Sunday, May 26, 2013

Illicit Krugman


The New Jerk Times stops in the middle of the 11th article to tell me I've "reached the limit of 10 free articles a month." But I'm reading Paul Krugman's The Mythical 70s and I want to read it all. So on the Firefox menu I hover over the Web Developer menu item until the submenu pops up, and then click on page source to see the HTML (or whatever you call it). I copy a good chunk and paste it into the blog editor. Presto, I've got the whole Krugman post.

And presto again, I've reduced it to focus your eyes on what I found in that post:
May 19, 2013, 8:46 am

The Mythical 70s

In elite mythology, the origins of the crisis of the 70s, like the supposed origins of our current crisis, lay in excess: too much debt, too much coddling of those slovenly proles via a strong welfare state. The suffering of 1979-82 was necessary payback.

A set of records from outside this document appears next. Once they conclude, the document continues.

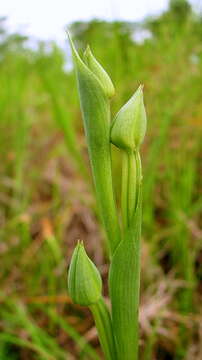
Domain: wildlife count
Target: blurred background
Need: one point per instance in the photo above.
(47, 199)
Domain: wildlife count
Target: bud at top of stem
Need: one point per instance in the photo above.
(84, 280)
(129, 126)
(98, 71)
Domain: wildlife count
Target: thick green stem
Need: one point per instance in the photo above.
(125, 268)
(104, 327)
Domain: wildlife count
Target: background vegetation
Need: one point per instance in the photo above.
(46, 195)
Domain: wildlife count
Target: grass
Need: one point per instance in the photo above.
(47, 201)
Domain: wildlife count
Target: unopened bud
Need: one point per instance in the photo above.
(99, 72)
(84, 280)
(129, 126)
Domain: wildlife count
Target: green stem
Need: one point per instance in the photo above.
(124, 278)
(104, 327)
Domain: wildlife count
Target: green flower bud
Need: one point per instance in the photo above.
(84, 280)
(129, 126)
(99, 72)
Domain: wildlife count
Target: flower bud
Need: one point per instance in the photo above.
(84, 280)
(99, 72)
(129, 126)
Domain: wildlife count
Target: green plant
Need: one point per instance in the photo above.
(118, 329)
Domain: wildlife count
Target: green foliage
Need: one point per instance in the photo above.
(43, 194)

None of that is remotely true.

What we did have was a wage-price spiral: workers demanding large wage increases (those were the days when workers actually could make demands) because they expected lots of inflation, firms raising prices because of rising costs, all exacerbated by big oil shocks. It was mainly a case of self-fulfilling expectations, and the problem was to break the cycle.

So why did we need a terrible recession? Not to pay for our past sins, but simply as a way to cool the action...

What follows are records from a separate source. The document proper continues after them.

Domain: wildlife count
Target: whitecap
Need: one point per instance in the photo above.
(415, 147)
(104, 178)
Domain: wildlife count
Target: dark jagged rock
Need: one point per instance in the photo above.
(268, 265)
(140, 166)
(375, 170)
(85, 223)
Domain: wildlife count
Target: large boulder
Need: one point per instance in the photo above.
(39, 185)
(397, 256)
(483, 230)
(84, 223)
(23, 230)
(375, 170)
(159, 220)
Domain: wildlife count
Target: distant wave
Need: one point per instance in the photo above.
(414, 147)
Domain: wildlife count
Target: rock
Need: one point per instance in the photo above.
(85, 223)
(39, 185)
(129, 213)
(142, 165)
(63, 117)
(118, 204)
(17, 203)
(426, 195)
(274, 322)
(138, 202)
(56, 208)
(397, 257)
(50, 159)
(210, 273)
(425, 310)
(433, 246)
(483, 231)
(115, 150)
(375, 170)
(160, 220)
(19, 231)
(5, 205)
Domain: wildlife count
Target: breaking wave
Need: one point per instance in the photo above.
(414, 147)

Was there a better way? Ideally, we should have been able to get all the relevant parties in a room and say, look, this inflation has to stop; you workers, reduce your wage demands, you businesses, cancel your price increases, and for our part, we agree to stop printing money so the whole thing is over. That way, you’d get price stability without the recession...

None of that is remotely true.

Well, some of it, maybe. Benefit of the doubt: Wages and prices were going up; you could call that a wage price spiral. And it was "exacerbated" by oil. And perhaps it became a case of self-fulfilling expectations.

And god knows, people suck the dick of expectations to this day because of it. But you see, it didn't start with expectations. It didn't start with the wage-price spiral. And it didn't start with oil. It started with rising financial costs.

2 comments:

jim said...

IMO the inflation of the 70's and 80's was due to the increased purchasing power of the rapid expansion of debt coupled with the demographics of baby boomers moving into adulthood. Even when debt expansion was slowed down by recession and high interest rates it was expanding at 10%. The trough in the middle of that credit bubble was as high as the peak of the recent credit bubble.

http://research.stlouisfed.org/fred2/graph/?g=iUj

I noticed that TCMDO no longer means total credit market debt owed. It now means all credit market instruments.

Do you suppose they are trying to intimate that TCMDO only refers to debt that is an instrument that can be used as a medium of exchange and a store of value?
Private debts such as those between friends and family are not included.

The Arthurian said...

Demographics, sure. But policy, too. Policy could have provided more money (in proportion to population) while making sure debt did not grow out of proportion. Policy did not do this.

You know, I saw that "credit market instruments" thing and it didn't register. Thanks for pointing it out.

Maybe they think the word "instruments" is nicer than the word "debt". More musical, maybe??

FRED should say what their thinking is.